The Zürich Hackathon and you

Re: [Wikitech-l] Using Special...

Chad

19 Feb 2014 19 Feb '14

5 a.m.

Hi, I'm curious how people would go about hiding text from the internal MediaWiki search engine (not external robots). Right now I'm thinking of doing a rather naïve .nosearch class that would be stripped before indexing. I can see potentials for abuse though. Does anyone have any bright ideas? -Chad

Show replies by thread

MZMcBride

19 Feb 19 Feb

5:50 a.m.

Chad wrote:

...

I'm curious how people would go about hiding text from the internal MediaWiki search engine (not external robots). Right now I'm thinking of doing a rather naïve .nosearch class that would be stripped before indexing. I can see potentials for abuse though. Does anyone have any bright ideas?
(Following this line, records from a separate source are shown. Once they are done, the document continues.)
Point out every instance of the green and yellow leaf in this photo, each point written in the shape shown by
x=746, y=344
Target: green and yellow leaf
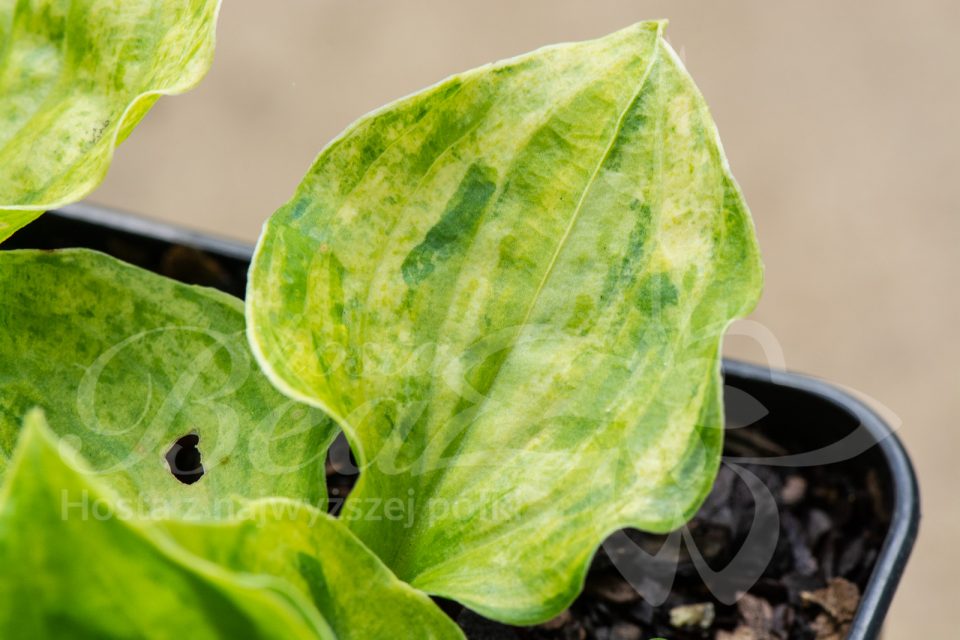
x=75, y=79
x=125, y=363
x=510, y=291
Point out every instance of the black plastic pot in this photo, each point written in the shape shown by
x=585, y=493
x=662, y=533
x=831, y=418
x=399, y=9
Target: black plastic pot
x=803, y=414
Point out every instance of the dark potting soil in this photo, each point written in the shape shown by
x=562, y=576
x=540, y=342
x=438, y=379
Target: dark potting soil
x=832, y=519
x=831, y=528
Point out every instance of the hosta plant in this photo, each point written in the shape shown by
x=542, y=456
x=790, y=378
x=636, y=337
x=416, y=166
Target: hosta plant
x=508, y=291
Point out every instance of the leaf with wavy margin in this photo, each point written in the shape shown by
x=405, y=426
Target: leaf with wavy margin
x=78, y=564
x=510, y=291
x=125, y=362
x=73, y=567
x=75, y=79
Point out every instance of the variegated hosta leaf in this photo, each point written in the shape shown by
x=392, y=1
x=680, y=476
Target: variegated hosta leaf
x=358, y=597
x=77, y=565
x=75, y=79
x=73, y=567
x=126, y=362
x=510, y=291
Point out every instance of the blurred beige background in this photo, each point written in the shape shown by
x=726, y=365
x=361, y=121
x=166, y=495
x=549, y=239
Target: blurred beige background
x=839, y=118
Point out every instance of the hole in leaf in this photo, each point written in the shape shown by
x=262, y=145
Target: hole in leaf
x=183, y=459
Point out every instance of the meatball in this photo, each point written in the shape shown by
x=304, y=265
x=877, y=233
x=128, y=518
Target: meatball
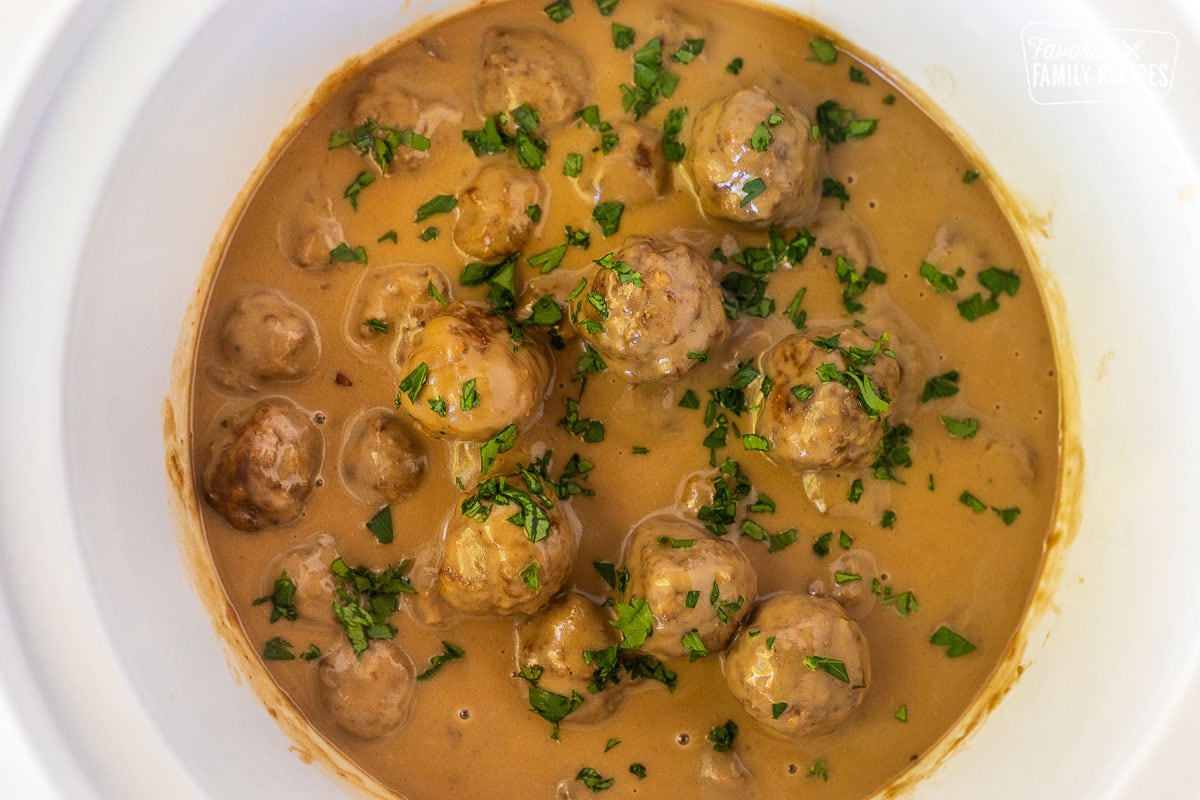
x=493, y=566
x=634, y=172
x=393, y=302
x=691, y=583
x=309, y=230
x=793, y=651
x=493, y=217
x=381, y=461
x=815, y=425
x=367, y=696
x=263, y=464
x=391, y=100
x=477, y=378
x=743, y=178
x=556, y=639
x=265, y=337
x=527, y=67
x=307, y=566
x=653, y=310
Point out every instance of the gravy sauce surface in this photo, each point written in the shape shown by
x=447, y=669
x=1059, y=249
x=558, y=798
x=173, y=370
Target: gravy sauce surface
x=963, y=528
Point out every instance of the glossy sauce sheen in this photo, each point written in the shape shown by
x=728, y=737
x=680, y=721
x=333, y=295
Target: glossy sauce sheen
x=471, y=733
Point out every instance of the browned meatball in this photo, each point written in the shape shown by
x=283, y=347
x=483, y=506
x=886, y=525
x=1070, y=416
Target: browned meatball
x=527, y=67
x=815, y=425
x=493, y=217
x=495, y=566
x=634, y=172
x=478, y=379
x=391, y=100
x=729, y=161
x=267, y=338
x=263, y=464
x=307, y=566
x=366, y=696
x=381, y=459
x=799, y=666
x=309, y=230
x=556, y=639
x=654, y=312
x=393, y=302
x=691, y=583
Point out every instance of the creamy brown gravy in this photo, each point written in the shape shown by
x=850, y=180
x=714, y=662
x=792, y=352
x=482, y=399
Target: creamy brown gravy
x=969, y=570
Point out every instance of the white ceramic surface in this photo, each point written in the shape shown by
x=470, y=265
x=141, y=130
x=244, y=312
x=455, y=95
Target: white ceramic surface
x=117, y=169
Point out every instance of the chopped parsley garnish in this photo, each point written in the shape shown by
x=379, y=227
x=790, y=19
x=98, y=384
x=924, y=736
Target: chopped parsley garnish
x=501, y=443
x=905, y=603
x=750, y=190
x=723, y=735
x=549, y=260
x=366, y=599
x=282, y=599
x=955, y=645
x=829, y=187
x=652, y=83
x=856, y=284
x=622, y=36
x=381, y=525
x=939, y=280
x=450, y=651
x=672, y=149
x=378, y=140
x=593, y=780
x=838, y=124
x=960, y=428
x=501, y=280
x=943, y=385
x=277, y=649
x=343, y=253
x=559, y=10
x=823, y=49
x=360, y=182
x=997, y=282
x=413, y=383
x=696, y=649
x=438, y=204
x=607, y=216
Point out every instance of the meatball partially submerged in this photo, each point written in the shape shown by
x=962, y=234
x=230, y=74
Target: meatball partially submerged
x=829, y=396
x=381, y=461
x=467, y=378
x=263, y=464
x=556, y=639
x=493, y=216
x=799, y=666
x=755, y=161
x=527, y=67
x=369, y=696
x=697, y=588
x=505, y=552
x=652, y=310
x=265, y=337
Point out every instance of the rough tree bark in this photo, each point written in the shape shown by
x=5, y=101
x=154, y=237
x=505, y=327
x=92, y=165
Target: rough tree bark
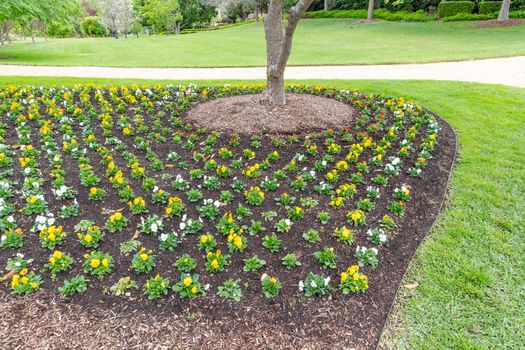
x=370, y=15
x=279, y=46
x=504, y=11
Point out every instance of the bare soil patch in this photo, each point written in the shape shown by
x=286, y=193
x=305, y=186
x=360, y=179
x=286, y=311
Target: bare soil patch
x=494, y=23
x=245, y=114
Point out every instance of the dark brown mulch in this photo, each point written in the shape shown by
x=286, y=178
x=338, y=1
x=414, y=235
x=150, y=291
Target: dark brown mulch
x=44, y=321
x=494, y=23
x=245, y=114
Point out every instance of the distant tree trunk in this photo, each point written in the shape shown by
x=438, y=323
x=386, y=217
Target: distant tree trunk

It's difficult to offer advice without knowing why you're trying to do what it is you're trying to do. You've described a potential solution, but I'm not sure what problem you're trying to solve. Are there some example use-cases or perhaps there's a relevant bug in Bugzilla? MZMcBride

Chad

6:29 a.m.

On Tue, Feb 18, 2014 at 9:50 PM, MZMcBride <z(a)mzmcbride.com> wrote:

...

Chad wrote:

Ah, here's the bug: https://bugzilla.wikimedia.org/show_bug.cgi?id=60484 -Chad

Nikolas Everett

3:14 p.m.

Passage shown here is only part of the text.